People who play armchair doctor only make things worse for those of us who are actually disabled.


What is your aerobic exercise?


My workout routine was prescribed by an MD who specializing in pain, specifically targeting my areas of pain. Then it was reinforced over eight weeks, four days per week, six hours per day by a team of two physical therapists and one occupational therapist in a pain management program. The program follows the bio-psycho-social model of pain management.

That said, I’m not going to share details with you because your other comments in this thread indicate that you intend to argue in bad faith.

However, if anything I said seems interesting, feel free to google! The bio-psycho-social model is very interesting, it’s the first real advance in pain management since we lost opioids as an option.

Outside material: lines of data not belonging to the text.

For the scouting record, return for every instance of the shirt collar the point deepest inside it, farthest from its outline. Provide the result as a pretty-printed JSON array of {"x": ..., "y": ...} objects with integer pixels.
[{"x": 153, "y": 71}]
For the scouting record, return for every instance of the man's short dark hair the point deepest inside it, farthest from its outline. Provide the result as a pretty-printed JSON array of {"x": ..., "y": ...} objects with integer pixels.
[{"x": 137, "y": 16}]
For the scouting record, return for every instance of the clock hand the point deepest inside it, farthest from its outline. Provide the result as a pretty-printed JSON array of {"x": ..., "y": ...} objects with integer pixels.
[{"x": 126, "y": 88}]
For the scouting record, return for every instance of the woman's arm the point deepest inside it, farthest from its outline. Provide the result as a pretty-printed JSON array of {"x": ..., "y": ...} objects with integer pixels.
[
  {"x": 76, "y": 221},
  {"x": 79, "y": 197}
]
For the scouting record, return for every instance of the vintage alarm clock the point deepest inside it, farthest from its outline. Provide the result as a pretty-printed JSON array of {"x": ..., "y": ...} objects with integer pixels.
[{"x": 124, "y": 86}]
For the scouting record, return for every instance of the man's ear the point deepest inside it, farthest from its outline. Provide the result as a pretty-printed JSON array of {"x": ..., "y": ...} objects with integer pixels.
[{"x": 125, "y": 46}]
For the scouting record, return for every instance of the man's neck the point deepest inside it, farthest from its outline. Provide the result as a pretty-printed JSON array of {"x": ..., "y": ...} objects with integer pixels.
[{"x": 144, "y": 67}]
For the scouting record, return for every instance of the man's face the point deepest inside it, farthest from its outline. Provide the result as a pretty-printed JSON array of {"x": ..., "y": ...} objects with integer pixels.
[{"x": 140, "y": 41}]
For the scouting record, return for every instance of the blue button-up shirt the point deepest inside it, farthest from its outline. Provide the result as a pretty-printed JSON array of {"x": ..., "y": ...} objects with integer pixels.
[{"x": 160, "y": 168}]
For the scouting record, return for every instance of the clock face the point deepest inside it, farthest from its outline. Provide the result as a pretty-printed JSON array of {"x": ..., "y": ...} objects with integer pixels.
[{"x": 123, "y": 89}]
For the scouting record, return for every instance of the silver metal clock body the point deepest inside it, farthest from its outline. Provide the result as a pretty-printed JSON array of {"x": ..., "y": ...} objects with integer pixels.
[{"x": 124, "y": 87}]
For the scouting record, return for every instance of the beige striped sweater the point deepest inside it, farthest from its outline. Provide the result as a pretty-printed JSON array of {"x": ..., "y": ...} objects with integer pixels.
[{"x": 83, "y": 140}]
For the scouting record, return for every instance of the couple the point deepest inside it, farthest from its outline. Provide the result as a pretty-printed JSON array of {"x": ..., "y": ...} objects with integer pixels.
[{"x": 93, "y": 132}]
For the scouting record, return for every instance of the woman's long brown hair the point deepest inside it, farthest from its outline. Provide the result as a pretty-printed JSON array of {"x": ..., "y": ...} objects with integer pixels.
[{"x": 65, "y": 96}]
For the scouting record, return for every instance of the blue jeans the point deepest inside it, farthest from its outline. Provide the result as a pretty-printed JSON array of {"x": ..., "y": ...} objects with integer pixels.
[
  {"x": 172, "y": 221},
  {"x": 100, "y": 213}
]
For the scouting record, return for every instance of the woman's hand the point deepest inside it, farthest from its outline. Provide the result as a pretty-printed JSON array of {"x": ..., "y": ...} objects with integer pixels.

These kinds of disorders — the ones you think aren’t real — are really disabling. I genuinely hope that you (or really anyone) never find yourself in this position, it’s truly miserable.


I would be concerned if it has not solved your pain. Physical therapy did very little for me and the exercises they recommended because it is so weak. HIIT and core strength training was far more beneficial for pain


OK! Good luck, I hope you’re never disabled, you won’t enjoy it.


> Notice the absurd number of young, frail people with canes and masks.

I don't notice them. Do you have numbers to back this up?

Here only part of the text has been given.